Tolliver’s release is incredibly clean and quick, sometimes looking more like a reflex when getting the ball off a pass then a conscious shot, and the numbers seem to back this up; over 83 percent of his field goals take this year have come from beyond the arc.
His quick shot makes him an often overlooked threat when open like in February’s game in Milwaukee. Tolliver scored 17 points, sinking 5-of-7 3-point attempts. While his block on Giannis was his de facto highlight of the game, his offensive achievements came while being primarily guarded by the Greek Freak and Brook Lopez.
The night before, he scored 16 points, scoring 4-of-5 on threes. While his productivity throughout February was less than consistent, going three-straight games scoreless. All-in-all he finished with a stellar month, knocking down 50 percent of his 3-point attempts.
His offensive productivity seems to shine best when he’s able to stay off the ball and shoot outside the perimeter, but his ability to block inside the paint often lands him playing defense against opposing big men.
On a team with few weapons who can splash from a distance, Tolliver becomes an important player. It’s absurd how often defenses will leave him wide-open on the perimeter. He’s the teams second-most prominent 3-point shooter, behind Towns, and defenders will pull off him to cover a ball-handling Tyus? Maybe he has B.O.? Maybe he’s the worlds most unlikely trash talker and they just want to get away? Either way, his method is working.
With Towns’ recent scoring surge, Tolliver’s offensive production has dipped. But for the Wolves to gain success they need a balance at the offensive end of the court and utilize Tolliver’s abilities. He’s proven in the past that he can be a dominant scorer when the stars align. Last year, he had two 25-point games while with the Pistons, one of which when he was subbing for an injured Blake Griffin.

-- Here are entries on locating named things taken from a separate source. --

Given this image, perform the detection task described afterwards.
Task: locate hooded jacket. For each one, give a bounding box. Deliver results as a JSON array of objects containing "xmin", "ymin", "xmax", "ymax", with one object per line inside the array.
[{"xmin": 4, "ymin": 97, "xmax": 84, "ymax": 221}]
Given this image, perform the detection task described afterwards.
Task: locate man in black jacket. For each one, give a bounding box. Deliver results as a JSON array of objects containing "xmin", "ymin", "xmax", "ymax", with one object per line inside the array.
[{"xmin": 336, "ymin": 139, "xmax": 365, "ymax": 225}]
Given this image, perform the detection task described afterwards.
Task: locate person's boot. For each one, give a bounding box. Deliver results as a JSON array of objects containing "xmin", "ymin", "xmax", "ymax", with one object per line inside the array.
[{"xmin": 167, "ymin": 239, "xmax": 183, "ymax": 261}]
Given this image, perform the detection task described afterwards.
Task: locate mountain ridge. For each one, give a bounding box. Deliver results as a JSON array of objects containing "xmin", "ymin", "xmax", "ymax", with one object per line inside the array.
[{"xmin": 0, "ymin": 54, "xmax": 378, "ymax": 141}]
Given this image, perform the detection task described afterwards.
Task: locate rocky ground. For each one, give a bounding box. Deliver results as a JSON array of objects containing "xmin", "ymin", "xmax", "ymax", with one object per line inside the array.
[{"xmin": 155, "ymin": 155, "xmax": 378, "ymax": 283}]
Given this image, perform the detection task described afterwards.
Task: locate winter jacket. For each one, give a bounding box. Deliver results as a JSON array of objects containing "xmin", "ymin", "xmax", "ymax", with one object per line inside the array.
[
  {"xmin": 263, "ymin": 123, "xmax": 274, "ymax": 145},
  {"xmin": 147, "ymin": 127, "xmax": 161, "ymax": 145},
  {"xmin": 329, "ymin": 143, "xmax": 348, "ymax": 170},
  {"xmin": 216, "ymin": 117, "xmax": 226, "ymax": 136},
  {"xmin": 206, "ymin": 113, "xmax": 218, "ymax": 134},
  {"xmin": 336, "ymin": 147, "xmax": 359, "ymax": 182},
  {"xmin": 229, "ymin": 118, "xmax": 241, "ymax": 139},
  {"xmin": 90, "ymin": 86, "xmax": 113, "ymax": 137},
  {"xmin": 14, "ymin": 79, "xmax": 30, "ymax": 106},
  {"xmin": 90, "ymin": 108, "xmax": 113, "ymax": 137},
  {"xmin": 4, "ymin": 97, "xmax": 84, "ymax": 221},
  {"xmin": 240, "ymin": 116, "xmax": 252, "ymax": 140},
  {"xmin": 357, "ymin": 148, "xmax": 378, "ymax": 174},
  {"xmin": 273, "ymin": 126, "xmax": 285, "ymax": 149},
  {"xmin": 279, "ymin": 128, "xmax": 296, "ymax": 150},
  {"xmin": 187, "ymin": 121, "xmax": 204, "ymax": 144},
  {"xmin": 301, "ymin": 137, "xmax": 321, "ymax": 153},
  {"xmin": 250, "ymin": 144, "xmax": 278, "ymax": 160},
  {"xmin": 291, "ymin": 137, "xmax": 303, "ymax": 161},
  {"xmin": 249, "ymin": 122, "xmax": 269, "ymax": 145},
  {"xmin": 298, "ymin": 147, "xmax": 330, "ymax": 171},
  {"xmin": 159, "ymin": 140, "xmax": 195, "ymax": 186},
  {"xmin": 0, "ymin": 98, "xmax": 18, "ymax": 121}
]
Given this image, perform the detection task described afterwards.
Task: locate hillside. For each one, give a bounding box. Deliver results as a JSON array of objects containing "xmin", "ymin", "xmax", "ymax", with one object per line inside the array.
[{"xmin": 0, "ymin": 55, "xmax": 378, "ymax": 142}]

Tolliver has even shown that he create plays when guarded, driving and tossing layups over defenders. During games when Tolliver is proving to be in prime form, the offense needs to recognize that and shift to a game plan that uses him properly.
It’s unclear whether he’ll be re-signed next year. If history is any indication, he likely won’t, as Tolliver has played for nine teams in his career.
Even though he’s 33 years old, his niche as a big outside shooter could keep him in the league for years to come. Especially as such a player becomes a hotter commodity.